Marzahn. Gerade mal zwei Gaststätten haben derzeit in Marzahn geöffnet — und das bei 150.000 Einwohnern. Gefahr droht nun auch noch den wenigen Orten, wo sich Jugendliche treffen können. Denn die zwischen den Wohnblöcken gesetzten sogenannten Dienstleistungswürfel mit Geschäften und Jugendclubs will die Treuhand verkaufen. Neun der derzeitig zwölf Jugendclubs sind von dem Verkauf betroffen. Die Treuhand sicherte den Stadtplanern zwar zu, in den Vertrag aufzunehmen, daß ein Teil der Fläche weiterhin an die Jugendclubs vermietet werden müsse. Die Kaufverträge jedoch darf Cornelia Ramin, die stellvertretende Leiterin des Stadtplanungsamtes von Marzahn, nicht einsehen. Zudem bedeutet für sie die Mietvariante keine Sicherung des Jugendclubs, »irgendwann werden die dann rausgemietet durch Mieterhöhungen«. Die Clubs sind das einzige kulturelle Angebot für Jugendliche in Marzahn, »in diesen Zentren spielt sich das Leben ab, und wenn da was schiefgeht, brechen soziale Strukturen zusammen«.

In Marzahn leben mehr Jugendliche als in anderen Bezirken, etwa 50.000 sind zwischen 12 und 25 Jahre alt, das Durchschnittsalter der Marzahner liegt bei 31 Jahren. Zwölf Jugendclubs seien viel zuwenig, sagt Helmut Hermes, der Verantwortliche für Jugendförderung beim Marzahner Jugendamt. »Die Bedürfnisse von Kindern und Jugendlichen wurden beim Bau von Marzahn vernachlässigt.« Um auf Westberliner Standard zu kommen, fehlen bereits jetzt fünf Jugendclubs. Helmut Hermes befürchtet bei der Mietklausel der Treuhand, daß die Jugendlichen vertrieben werden: »Wenn ein Jugendclub in einem Neubau neben dem Kommerz ist, dann wird der keine Jugendlichen auf der Treppe akzeptieren, genausowenig wie Graffiti an den Wänden.« Dann ließe man nur noch die »Braven« rein, und die Problemgruppen würden verdrängt.

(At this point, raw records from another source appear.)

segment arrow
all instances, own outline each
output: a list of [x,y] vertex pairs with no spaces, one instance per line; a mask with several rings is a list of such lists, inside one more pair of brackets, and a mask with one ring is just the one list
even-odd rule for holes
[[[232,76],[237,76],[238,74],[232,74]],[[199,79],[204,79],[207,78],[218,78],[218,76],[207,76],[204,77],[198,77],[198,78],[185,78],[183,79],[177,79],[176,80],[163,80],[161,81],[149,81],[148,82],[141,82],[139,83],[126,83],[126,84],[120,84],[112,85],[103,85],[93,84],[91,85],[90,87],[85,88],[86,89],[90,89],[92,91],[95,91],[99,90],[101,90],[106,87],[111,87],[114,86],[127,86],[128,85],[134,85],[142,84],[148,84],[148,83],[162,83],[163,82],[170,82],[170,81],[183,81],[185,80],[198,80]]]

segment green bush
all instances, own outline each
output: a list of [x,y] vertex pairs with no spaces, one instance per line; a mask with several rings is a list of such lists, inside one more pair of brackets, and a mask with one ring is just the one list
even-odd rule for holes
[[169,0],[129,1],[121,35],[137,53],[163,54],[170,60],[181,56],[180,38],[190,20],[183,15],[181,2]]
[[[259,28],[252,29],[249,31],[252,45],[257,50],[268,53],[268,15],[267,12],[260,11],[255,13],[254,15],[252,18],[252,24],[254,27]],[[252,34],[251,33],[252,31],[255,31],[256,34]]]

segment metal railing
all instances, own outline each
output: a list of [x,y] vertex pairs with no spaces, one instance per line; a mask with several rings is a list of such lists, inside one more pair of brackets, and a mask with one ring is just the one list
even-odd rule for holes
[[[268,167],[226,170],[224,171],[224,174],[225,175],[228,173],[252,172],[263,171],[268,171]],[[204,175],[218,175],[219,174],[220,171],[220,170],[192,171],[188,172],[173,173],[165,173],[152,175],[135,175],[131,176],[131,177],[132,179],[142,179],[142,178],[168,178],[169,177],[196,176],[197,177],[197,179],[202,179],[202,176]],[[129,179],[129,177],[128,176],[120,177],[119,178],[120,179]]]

Genauso wie Cornelia Ramin favorisiert Helmut Hermes eine andere Lösung. Die Investoren sollen einen kleinen Teil der rund 10.000 Quadratmeter großen Grundstücke der Kommune überlassen und sich verpflichten, einen Jugendclub als einmalige Entschädigung zu bauen. An ihren angestammten Plätzen sollen die Clubs in jedem Fall bleiben, findet Cornelia Ramin, denn Ausweichgrundstücke gebe es kaum.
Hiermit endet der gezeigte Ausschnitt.